Through all that, his grip on my arm does not loosen once. But the fact that he didn’t just shoot me in the head tells me something: He’s not allowed to kill me yet.
“I was surprised to discover you were still alive,” he says. “Considering I’m the one who told Jeanine to construct that water tank just for you.”
I try to figure out what I can do that will be painful enough for him to release me. I’ve just decided on a hard kick to the groin when he slips behind me and grabs me by both arms, pressing against me so I can barely move my feet. His fingernails dig into my skin, and I grit my teeth, both from the pain and from the sickening feeling of his chest on my back.
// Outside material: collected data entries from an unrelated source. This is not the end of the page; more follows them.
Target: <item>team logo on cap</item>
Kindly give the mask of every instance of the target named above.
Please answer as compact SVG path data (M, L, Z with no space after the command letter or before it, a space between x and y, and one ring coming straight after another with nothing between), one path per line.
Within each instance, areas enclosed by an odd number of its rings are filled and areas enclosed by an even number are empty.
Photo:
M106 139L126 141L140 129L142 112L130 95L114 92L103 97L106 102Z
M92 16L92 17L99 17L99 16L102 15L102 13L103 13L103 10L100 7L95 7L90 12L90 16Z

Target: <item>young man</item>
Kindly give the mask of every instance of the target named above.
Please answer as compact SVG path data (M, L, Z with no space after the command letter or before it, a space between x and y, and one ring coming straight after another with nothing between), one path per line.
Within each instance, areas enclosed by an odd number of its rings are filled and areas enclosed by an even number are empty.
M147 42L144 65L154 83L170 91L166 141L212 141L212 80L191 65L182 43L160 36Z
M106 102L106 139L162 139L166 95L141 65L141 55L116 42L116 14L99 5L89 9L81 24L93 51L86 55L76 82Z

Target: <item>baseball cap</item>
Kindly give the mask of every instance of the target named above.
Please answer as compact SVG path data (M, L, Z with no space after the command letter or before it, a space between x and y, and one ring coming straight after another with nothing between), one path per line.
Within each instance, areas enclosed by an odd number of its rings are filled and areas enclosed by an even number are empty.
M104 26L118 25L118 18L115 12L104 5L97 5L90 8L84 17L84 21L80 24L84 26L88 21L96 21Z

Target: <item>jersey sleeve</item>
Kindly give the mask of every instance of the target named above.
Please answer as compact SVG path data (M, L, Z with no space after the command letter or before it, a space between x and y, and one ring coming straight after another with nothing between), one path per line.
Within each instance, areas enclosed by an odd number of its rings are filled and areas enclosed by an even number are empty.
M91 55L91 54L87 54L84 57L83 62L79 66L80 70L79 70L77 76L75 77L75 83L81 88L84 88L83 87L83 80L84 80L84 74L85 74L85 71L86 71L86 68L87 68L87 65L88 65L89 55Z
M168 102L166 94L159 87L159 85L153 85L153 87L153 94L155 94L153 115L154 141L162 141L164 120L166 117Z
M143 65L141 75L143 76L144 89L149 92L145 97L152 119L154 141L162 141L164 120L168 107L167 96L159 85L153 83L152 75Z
“She thought studying one of the Divergent’s reaction to a real-life version of a simulation would be fascinating,” he says, and he presses me forward so I have to walk. His breath tickles my hair. “And I agreed. You see, ingenuity—one of the qualities we most value in Erudite—requires creativity.”
He twists his hands so the calluses scrape against my arms. I shift my body slightly to the left as I walk, trying to position one of my feet between his advancing feet. I notice with fierce pleasure that he’s limping.
“Sometimes creativity seems wasteful, illogical . . . unless it’s done for a greater purpose. In this case, the accumulation of knowledge.”